We make the locking and the transfer of information specific, even if we
are still receiving things through the main thread.
Signed-off-by: Juan Quintela <quintela@redhat.com>
--
We split when we create the main channel and where we start the main
migration thread, so we wait for the creation of the other threads.
Use multifd_clear_group().
---
migration/migration.c | 7 ++++---
migration/migration.h | 1 +
migration/ram.c | 55 +++++++++++++++++++++++++++++++++++++++++++++++----
migration/socket.c | 2 +-
4 files changed, 57 insertions(+), 8 deletions(-)
diff --git a/migration/migration.c b/migration/migration.c
index 8e9505a..b78dffc 100644
--- a/migration/migration.c
+++ b/migration/migration.c
@@ -381,7 +381,7 @@ static void migration_incoming_setup(QEMUFile *f)
qemu_file_set_blocking(f, false);
}
-static void migration_incoming_process(void)

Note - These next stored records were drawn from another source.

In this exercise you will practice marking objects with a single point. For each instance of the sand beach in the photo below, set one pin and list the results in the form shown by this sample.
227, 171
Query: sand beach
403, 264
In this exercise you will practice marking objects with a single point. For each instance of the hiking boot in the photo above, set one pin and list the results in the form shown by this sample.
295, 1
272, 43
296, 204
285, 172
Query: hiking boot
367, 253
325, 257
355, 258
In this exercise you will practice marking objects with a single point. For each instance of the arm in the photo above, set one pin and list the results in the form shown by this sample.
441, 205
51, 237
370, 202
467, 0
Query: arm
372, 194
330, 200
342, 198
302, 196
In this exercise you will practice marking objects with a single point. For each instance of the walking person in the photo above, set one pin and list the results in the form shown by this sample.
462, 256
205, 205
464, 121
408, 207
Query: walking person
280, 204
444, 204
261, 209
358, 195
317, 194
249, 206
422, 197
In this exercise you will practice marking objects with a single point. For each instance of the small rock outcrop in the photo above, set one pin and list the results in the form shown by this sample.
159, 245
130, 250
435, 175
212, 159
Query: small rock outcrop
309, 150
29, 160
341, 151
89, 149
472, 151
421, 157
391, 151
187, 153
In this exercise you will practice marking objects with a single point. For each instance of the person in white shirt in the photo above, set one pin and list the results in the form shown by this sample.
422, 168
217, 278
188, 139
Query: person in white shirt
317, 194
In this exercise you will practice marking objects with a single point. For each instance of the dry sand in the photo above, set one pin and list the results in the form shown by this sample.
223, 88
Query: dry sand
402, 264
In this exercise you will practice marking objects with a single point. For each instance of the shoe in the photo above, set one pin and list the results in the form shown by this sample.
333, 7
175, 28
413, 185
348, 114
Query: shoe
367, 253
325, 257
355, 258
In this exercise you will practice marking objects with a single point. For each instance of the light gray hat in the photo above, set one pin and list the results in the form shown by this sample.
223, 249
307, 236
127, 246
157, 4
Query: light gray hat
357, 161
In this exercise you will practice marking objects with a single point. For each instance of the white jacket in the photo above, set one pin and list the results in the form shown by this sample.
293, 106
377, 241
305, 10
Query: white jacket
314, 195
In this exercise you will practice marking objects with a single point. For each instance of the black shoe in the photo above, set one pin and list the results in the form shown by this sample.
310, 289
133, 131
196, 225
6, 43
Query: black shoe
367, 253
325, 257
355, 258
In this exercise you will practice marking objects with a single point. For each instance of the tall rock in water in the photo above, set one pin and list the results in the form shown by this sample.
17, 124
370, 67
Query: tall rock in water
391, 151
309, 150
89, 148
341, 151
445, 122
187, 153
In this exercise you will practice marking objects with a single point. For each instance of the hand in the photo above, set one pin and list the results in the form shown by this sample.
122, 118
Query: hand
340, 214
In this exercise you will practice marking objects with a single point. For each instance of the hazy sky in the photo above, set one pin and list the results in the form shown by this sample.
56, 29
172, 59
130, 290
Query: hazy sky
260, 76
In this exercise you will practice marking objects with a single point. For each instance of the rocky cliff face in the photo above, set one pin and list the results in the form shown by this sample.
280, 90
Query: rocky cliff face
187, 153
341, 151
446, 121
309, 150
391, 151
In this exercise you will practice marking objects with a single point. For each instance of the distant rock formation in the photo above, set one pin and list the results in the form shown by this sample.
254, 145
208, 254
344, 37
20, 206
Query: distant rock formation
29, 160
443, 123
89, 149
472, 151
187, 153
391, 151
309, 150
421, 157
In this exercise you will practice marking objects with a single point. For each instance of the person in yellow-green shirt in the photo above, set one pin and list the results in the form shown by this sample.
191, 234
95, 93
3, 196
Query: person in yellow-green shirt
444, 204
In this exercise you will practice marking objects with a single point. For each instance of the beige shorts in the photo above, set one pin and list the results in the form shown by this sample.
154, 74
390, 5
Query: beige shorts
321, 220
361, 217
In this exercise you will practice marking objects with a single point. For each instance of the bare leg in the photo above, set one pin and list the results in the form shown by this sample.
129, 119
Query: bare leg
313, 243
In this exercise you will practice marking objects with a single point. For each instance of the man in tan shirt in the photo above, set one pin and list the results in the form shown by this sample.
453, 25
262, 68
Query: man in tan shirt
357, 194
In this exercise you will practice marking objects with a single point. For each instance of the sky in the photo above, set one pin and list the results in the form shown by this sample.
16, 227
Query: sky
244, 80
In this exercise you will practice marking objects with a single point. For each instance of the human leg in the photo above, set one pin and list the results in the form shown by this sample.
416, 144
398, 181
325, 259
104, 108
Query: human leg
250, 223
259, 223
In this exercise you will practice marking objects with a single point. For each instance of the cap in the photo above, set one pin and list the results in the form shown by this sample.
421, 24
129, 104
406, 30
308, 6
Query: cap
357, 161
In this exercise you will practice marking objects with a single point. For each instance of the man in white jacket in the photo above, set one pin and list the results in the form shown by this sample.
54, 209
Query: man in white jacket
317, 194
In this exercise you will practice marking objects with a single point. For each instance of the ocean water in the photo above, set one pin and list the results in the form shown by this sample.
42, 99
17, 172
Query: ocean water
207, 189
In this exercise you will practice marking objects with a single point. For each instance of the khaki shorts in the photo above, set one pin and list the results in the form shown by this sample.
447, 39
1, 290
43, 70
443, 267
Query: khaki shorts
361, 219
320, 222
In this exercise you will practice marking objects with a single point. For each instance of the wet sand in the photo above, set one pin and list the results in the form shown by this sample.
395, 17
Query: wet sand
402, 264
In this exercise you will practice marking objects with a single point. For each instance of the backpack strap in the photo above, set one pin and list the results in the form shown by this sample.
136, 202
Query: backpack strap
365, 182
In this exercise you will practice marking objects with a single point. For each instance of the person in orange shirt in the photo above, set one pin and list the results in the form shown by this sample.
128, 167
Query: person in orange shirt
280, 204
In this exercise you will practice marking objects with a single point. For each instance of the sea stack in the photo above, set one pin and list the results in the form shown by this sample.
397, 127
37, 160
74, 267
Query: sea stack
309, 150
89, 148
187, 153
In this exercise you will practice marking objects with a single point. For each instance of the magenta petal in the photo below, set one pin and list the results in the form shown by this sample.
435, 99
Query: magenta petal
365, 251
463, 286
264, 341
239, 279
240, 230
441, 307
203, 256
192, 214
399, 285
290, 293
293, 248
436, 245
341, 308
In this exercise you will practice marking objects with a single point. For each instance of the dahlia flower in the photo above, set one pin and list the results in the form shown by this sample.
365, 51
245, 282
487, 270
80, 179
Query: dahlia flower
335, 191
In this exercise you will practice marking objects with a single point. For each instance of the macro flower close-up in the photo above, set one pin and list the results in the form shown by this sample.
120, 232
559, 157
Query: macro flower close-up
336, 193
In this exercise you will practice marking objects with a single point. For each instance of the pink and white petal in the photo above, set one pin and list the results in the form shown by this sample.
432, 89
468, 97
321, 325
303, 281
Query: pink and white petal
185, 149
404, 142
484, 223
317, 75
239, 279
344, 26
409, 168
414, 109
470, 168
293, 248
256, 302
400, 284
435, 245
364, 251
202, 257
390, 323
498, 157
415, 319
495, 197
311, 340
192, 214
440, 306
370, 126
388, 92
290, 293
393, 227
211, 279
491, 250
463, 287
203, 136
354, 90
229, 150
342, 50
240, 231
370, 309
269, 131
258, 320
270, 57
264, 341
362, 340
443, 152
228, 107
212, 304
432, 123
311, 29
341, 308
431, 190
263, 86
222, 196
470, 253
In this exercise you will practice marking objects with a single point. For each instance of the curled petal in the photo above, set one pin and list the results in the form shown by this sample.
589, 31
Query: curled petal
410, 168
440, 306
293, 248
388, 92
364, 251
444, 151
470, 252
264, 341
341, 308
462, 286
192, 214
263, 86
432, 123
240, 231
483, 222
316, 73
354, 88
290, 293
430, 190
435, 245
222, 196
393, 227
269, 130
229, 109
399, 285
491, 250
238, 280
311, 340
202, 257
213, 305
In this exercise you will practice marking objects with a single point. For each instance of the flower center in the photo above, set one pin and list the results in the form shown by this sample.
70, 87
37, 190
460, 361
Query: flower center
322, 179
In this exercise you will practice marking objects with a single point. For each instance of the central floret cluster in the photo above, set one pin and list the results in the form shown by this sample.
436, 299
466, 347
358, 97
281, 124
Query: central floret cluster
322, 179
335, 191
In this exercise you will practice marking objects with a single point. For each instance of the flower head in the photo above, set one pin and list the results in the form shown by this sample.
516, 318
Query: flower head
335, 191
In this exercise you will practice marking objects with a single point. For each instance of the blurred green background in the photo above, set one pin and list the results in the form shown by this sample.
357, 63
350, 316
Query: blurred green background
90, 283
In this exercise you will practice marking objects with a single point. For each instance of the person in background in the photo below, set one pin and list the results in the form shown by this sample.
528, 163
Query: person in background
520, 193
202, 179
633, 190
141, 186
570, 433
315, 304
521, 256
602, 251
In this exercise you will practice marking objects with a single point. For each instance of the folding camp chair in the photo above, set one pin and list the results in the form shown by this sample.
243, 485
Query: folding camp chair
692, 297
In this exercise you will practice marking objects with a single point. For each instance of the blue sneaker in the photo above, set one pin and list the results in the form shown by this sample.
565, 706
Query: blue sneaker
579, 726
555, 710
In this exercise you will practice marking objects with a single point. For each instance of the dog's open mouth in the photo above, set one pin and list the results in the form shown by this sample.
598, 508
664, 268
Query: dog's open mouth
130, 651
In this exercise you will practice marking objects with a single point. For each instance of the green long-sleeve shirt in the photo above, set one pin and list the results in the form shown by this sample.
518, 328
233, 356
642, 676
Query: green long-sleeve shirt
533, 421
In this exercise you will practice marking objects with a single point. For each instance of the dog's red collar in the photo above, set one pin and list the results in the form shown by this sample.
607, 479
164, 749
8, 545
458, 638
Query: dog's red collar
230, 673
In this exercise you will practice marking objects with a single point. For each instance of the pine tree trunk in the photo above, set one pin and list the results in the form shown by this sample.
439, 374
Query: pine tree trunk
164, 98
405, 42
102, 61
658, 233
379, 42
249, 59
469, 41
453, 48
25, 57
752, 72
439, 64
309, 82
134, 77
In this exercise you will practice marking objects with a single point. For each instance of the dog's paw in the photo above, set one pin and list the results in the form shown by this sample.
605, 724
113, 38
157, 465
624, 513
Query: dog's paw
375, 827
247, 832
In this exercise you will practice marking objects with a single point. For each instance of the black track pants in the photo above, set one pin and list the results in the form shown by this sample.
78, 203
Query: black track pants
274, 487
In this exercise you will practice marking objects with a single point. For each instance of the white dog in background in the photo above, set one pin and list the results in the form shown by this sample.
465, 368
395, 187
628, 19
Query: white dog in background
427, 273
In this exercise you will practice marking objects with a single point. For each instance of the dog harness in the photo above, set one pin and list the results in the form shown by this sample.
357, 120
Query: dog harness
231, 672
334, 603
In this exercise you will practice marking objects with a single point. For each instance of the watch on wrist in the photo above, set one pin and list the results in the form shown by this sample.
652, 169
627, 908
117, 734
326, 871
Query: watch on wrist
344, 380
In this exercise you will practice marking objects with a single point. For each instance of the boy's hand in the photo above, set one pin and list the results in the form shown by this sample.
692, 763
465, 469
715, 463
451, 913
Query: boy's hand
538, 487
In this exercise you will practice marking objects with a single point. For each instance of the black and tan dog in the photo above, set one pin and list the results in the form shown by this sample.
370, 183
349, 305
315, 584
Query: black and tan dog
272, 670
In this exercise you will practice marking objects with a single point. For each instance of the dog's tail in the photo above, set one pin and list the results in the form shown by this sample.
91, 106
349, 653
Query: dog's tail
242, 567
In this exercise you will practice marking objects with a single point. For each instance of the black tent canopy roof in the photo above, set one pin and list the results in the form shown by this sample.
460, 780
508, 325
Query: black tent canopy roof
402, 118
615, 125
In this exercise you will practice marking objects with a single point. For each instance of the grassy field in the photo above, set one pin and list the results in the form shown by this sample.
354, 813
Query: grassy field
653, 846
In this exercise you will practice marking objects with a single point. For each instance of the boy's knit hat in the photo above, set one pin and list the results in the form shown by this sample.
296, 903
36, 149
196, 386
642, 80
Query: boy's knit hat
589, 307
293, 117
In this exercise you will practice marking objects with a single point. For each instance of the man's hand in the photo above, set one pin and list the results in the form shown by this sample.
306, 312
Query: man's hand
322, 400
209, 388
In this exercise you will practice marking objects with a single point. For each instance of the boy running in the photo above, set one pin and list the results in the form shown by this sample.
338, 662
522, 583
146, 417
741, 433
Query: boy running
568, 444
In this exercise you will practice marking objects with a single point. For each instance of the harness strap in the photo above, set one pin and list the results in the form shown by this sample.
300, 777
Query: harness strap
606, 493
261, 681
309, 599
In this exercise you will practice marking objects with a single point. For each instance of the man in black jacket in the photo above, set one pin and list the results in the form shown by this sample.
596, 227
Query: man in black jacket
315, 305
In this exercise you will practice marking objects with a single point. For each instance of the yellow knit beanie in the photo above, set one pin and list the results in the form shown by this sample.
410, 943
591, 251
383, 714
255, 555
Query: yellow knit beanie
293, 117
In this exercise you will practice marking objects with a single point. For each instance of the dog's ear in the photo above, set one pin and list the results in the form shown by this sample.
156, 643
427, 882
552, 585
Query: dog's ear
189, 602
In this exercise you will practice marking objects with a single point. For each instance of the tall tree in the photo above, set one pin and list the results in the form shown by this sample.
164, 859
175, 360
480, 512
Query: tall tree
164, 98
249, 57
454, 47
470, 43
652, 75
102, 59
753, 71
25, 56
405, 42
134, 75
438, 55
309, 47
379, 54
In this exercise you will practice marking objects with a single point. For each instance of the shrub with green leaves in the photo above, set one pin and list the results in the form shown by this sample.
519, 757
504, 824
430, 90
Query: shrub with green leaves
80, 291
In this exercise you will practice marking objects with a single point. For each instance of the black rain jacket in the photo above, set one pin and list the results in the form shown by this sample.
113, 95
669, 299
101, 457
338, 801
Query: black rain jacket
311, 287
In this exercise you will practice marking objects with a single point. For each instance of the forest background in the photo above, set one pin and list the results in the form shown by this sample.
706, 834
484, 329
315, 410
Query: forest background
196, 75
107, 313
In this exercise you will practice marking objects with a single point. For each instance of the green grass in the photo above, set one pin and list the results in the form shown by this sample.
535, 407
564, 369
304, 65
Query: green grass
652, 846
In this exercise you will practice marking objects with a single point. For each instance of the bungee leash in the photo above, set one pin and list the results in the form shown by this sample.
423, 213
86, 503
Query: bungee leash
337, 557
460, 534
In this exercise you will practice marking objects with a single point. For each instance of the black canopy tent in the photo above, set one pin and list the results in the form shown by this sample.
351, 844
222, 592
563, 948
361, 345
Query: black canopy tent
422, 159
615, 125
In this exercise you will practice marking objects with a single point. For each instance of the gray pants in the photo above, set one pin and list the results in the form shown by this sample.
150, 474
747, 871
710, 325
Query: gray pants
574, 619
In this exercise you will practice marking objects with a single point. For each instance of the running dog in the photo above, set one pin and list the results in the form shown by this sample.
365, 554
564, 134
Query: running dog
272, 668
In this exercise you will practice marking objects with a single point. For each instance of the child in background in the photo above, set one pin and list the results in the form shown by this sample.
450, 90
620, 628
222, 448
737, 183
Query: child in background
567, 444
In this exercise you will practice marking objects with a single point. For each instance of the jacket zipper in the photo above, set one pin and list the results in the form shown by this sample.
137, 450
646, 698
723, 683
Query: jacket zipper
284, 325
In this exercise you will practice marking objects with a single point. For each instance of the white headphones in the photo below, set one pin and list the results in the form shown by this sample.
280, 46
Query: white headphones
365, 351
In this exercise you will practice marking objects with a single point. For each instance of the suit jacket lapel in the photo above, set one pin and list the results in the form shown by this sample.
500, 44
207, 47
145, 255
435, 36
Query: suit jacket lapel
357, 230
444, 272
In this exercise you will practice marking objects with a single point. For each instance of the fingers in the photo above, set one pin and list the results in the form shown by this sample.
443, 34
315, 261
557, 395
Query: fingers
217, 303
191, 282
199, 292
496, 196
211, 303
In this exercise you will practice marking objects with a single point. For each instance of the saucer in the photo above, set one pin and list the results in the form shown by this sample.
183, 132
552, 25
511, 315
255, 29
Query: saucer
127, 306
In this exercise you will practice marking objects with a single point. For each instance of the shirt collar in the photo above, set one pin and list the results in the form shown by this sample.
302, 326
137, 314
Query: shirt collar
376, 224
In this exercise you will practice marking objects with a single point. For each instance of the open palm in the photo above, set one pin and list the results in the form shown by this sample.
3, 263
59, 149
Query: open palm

+void migration_incoming_process(void)
{
Coroutine *co = qemu_coroutine_create(process_incoming_migration_co, NULL);
qemu_coroutine_enter(co);
@@ -400,9 +400,10 @@ void migration_ioc_process_incoming(QIOChannel *ioc)
if (!mis->from_src_file) {
QEMUFile *f = qemu_fopen_channel_input(ioc);
mis->from_src_file = f;
- migration_fd_process_incoming(f);
+ migration_incoming_setup(f);
+ return;
}
- /* We still only have a single channel. Nothing to do here yet */
+ multifd_new_channel(ioc);
}
/**
diff --git a/migration/migration.h b/migration/migration.h
index ddf8c89..1442b33 100644
--- a/migration/migration.h
+++ b/migration/migration.h
@@ -154,6 +154,7 @@ void migrate_set_state(int *state, int old_state, int new_state);
void migration_fd_process_incoming(QEMUFile *f);
void migration_ioc_process_incoming(QIOChannel *ioc);
+void migration_incoming_process(void);
bool migration_has_all_channels(void);
diff --git a/migration/ram.c b/migration/ram.c
index 169cfc9..eb0015e 100644
--- a/migration/ram.c
+++ b/migration/ram.c
@@ -572,12 +572,17 @@ static uint16_t multifd_send_page(uint8_t *address, bool last_page)
}
struct MultiFDRecvParams {
+ /* not changed */
uint8_t id;
QemuThread thread;
QIOChannel *c;
+ QemuSemaphore ready;
QemuSemaphore sem;
QemuMutex mutex;
+ /* proteced by param mutex */
bool quit;
+ multifd_pages_t pages;
+ bool done;
};
typedef struct MultiFDRecvParams MultiFDRecvParams;
@@ -587,6 +592,7 @@ struct {
int count;
/* Should we finish */
bool quit;
+ multifd_pages_t pages;
} *multifd_recv_state;
static void terminate_multifd_recv_threads(void)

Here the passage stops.